What piighost protects against

Within the protection scope

  • Exfiltration toward third-party LLMs: the LLM only ever sees placeholders (<<PERSON:1>>, etc.), not the real PII. Even if the provider logs the request, no sensitive data is leaked.
  • Tool-call leakage: the middleware deanonymizes tool arguments just before execution and re-anonymizes results before they go back to the LLM, so the real values never flow through the LLM's visible context.
  • Cross-message drift: the cache links variants (Patrick / patrick) so the same entity keeps the same placeholder across the whole conversation, preventing the LLM from seeing the same PII under different masks.

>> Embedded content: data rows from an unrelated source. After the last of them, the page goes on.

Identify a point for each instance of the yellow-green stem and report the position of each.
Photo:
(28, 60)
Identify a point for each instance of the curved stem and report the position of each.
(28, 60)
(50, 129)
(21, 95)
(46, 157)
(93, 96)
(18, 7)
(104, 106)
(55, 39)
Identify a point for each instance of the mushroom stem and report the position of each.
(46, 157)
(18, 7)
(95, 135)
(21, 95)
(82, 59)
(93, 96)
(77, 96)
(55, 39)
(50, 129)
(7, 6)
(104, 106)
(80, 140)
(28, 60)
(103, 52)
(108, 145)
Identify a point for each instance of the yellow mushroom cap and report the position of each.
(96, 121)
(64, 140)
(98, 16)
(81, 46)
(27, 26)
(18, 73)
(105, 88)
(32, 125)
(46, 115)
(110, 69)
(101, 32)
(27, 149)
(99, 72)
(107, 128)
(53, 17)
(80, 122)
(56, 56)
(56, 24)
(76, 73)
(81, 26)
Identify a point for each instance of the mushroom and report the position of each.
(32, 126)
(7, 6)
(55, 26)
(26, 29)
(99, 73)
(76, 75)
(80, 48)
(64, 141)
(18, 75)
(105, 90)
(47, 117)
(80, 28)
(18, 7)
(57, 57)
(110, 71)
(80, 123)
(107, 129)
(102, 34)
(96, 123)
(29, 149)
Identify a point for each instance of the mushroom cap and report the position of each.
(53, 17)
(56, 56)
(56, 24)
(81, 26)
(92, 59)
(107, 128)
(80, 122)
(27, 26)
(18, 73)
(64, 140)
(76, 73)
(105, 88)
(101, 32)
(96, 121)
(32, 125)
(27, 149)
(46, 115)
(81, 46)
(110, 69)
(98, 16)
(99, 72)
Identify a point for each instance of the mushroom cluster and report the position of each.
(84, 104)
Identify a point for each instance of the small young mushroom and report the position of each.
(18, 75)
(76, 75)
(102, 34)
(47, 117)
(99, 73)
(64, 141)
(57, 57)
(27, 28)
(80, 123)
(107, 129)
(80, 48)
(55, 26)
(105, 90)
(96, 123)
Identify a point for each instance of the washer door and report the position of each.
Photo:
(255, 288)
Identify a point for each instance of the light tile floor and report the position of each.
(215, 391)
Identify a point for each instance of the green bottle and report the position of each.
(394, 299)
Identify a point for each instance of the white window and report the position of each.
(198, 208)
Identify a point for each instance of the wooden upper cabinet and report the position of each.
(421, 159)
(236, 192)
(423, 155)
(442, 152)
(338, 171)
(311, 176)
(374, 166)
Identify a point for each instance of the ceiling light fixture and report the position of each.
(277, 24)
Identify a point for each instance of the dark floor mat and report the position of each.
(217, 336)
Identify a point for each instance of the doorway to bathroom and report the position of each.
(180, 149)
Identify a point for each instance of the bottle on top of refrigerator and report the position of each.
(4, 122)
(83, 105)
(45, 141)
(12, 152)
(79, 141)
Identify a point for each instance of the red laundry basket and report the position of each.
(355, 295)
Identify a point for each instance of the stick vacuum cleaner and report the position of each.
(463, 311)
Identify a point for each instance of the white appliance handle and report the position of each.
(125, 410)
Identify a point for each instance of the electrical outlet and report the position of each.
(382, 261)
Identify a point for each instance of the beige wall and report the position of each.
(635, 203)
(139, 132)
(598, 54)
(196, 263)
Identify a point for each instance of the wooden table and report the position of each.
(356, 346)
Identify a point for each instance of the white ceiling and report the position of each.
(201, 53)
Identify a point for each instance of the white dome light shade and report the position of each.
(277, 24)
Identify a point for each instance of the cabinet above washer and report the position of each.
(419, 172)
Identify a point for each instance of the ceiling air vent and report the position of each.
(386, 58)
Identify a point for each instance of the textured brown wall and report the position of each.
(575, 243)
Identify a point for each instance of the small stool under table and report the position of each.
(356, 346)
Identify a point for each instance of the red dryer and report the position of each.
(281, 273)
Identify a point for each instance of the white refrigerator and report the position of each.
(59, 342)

What piighost does not protect against

Outside the protection scope

  • Local memory compromise: the cache holds the mapping placeholder -> real value in memory (or in whatever backend you configured). An attacker with process memory access recovers the mapping in cleartext.
  • Disk theft of an unencrypted cache backend: if you point aiocache at a Redis instance without disk encryption, and someone walks off with the disk, they walk off with the mapping. Encrypt backend storage.
  • LLM hallucinations: if the LLM invents a PII that was never in the input, piighost cannot link it because it was never cached. See Limitations for mitigation.
  • Side-channel inference: placeholders preserve the structure of the text. A determined adversary with partial knowledge could attempt to re-identify entities from context (rare, but not impossible).
  • Upstream access to logs: piighost does not log raw PII, but your app might. Audit your own logging, tracing, and error reporting before claiming compliance.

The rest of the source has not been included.